その頃現役であった塾長は1985年9月23日(月曜日であった。)に休日出勤してドル売り介入のお手伝いをしたが、その頃はG5.だとか協調介入なんて言葉も無くて売ってもドルは全然下がらず、当日は逆に2円くらい上がって“介入なんて効くのか?”と思ったが、翌日からドルは暴落を始めてあっと言う間に240円台から200円割れを見たことを思い出す。

先週のレポートでもその可能性について述べた様に、今回の実弾介入は塾長にとっては何の驚きでもなかったが、一部の参加者には驚きをもって迎えられたらしい。

日銀がレート・チェックを行って、為替の責任者の財務省が“必要とあらば断固たる措置を取る。”と言い切っていたのだから今回の措置は極めて自然なものであろう。

僭越ながらここ最近大規模な介入どころか殆ど介入を行っていなかったので、介入の事を知らない人が多い。

-介入は単独では出来ない。
今の日米政治関係を見ると、米政府は日本政府による為替介入なんてMinor issue.(小さな出来事)に過ぎない。

-ドル売り&円買い介入は原資であるドルを売るので自ずから限りが有る。
その通りであるが、我が国は現在1兆3千億ドルの潤沢な外貨準備が有り、1998年当時の介入で“外貨準備を使い果たすのではないか?”と気を揉んだ時とは違う。

-ドル売り&円買い介入を行うと日銀が市場の円を吸収するので金融緩和政策と整合が取れない。
日銀がその分を資金供給して不胎化すれば良いだけの事。


最近は直接財務省の方々と話をする機会が無いので今回の介入が“どれくらい本気なのか?”を知る由も無いが、ユーロが急落し、ポンドが暴落している現状ではあるレべル迄力でドルを下落させると言うよりは急激なドルの上昇を抑えるのが真の目的だろう。

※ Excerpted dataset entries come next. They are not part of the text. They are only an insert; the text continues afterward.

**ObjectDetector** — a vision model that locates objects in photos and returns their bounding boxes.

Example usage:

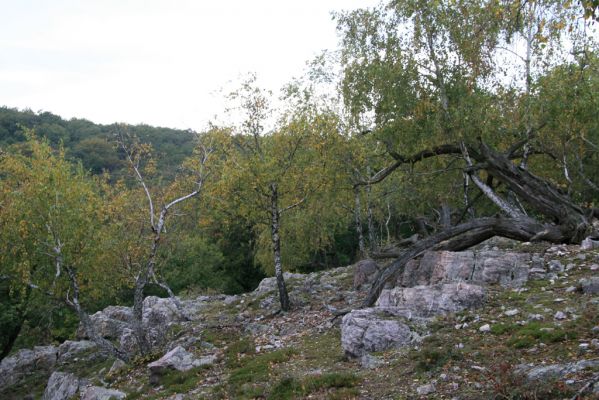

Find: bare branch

[461,142,523,219]
[116,129,156,230]
[279,196,306,215]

昔、“ロケットの発射台を低くしておきたい。”と言う言葉を聞いた。
これは“どうせロケットを打ち上げるのなら、それが宇宙まで飛んで行くのを許すのか、それとも成層圏辺りで止め置きたいのか?”と言うことで、150円(宇宙)まで飛んで行かない様に145円(成層圏)辺りで止め置きたい。
その為にロケットの発射台を低くするオペレーションを行う(ドル売り&円買い介入を行う。)のである。

これも以前に述べたがお上(財務省)や中央銀行(日銀)を舐めない方が良いと思う。

例えば今回の介入で5円急落する段階で1円50銭損失を被ったら1%の損失。
レバレッジ5倍で5%の損失。
レバレッジ10倍で10%の損失。

ヘッジ・ファンドは年間20%のリターンを上げたら良しとされる。
一つのディールで10%の損失を被る訳には行かない。

現在のドル高&円安が投機の力だけで起きたとは思わないが、Enough is enough.(行き過ぎだ。)と当局が思うのなら介入でぎゃふんと言わせれば良い。

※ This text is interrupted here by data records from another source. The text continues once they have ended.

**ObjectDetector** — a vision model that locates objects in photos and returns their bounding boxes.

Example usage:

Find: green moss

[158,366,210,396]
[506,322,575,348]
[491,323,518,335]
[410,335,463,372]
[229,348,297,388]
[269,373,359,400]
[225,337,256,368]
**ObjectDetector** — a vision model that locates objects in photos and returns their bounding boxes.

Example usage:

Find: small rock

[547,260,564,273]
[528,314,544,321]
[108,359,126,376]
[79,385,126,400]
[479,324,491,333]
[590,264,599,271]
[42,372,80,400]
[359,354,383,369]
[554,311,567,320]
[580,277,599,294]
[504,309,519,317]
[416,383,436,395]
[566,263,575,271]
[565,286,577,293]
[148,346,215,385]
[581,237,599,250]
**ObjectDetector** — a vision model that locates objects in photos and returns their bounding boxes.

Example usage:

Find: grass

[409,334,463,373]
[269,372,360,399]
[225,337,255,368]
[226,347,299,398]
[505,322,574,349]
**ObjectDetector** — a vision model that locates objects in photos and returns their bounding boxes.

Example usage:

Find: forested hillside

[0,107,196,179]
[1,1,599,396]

20~30%の損失を被ったら投機筋はドル・円から手を引くであろう。

片やドル買い&円売り介入でたっぷり買い込んだドルを売っての50%もの利が乗った利食いのドル売り&円買い介入、片や息を飲みながらの恐る恐るのドル買い。

どう見ても後者の分が悪いと思うのは天邪鬼の塾長だけであろうか?


依然としてファンダメンタル(そして一部は投機マインド?)に則ったドル買い&円売り意欲と介入警戒感との綱引きが続こうが、141円~144円のレンジを意識しながら高い所では買わず、低い所では売らないDefensive.(防御的)戦略で行きたい。

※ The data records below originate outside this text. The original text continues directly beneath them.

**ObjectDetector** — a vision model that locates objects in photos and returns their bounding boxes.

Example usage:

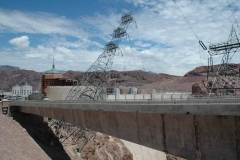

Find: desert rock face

[1,63,239,93]
[64,70,84,81]
[49,121,133,160]
[81,132,133,160]
[187,63,240,95]
[184,66,209,77]
[192,82,208,95]
[0,65,20,71]
[184,63,240,77]
[166,154,186,160]
[0,69,178,92]
[0,68,207,95]
[0,69,42,91]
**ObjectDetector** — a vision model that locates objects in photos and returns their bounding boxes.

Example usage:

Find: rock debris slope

[0,114,50,160]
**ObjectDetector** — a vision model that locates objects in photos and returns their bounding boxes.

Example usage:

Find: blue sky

[0,0,240,76]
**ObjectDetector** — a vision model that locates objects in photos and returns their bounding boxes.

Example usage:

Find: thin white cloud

[0,9,88,38]
[56,47,76,60]
[9,35,30,49]
[134,41,151,47]
[1,0,240,76]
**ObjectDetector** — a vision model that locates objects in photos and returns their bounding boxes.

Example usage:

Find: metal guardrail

[10,97,240,106]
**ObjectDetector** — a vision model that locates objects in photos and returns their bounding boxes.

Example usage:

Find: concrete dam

[10,99,240,159]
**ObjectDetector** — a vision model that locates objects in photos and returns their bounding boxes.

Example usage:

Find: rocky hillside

[0,65,20,71]
[0,68,179,92]
[64,70,178,87]
[0,70,42,92]
[50,122,133,160]
[184,63,240,77]
[2,64,233,93]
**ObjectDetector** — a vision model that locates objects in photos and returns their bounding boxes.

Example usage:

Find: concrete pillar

[115,88,120,101]
[151,89,156,101]
[130,87,138,94]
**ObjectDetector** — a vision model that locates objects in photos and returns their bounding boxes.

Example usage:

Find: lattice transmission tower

[65,12,137,100]
[207,25,240,96]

世界同時株安に象徴される世界的なリスク・オフの動きは何れドル安&円高の動きに火を付ける可能性が有ることを頭の片隅に置いておきたい。



今週のテクニカル分析の見方は急上昇と急落を見た後で、上がれば更なる上昇、逆に下がれば更なる下落を見る。
144円を上切ったら145円を目指すが、介入に注意。

142.50を下切ったら先週の安値140.35を目指す。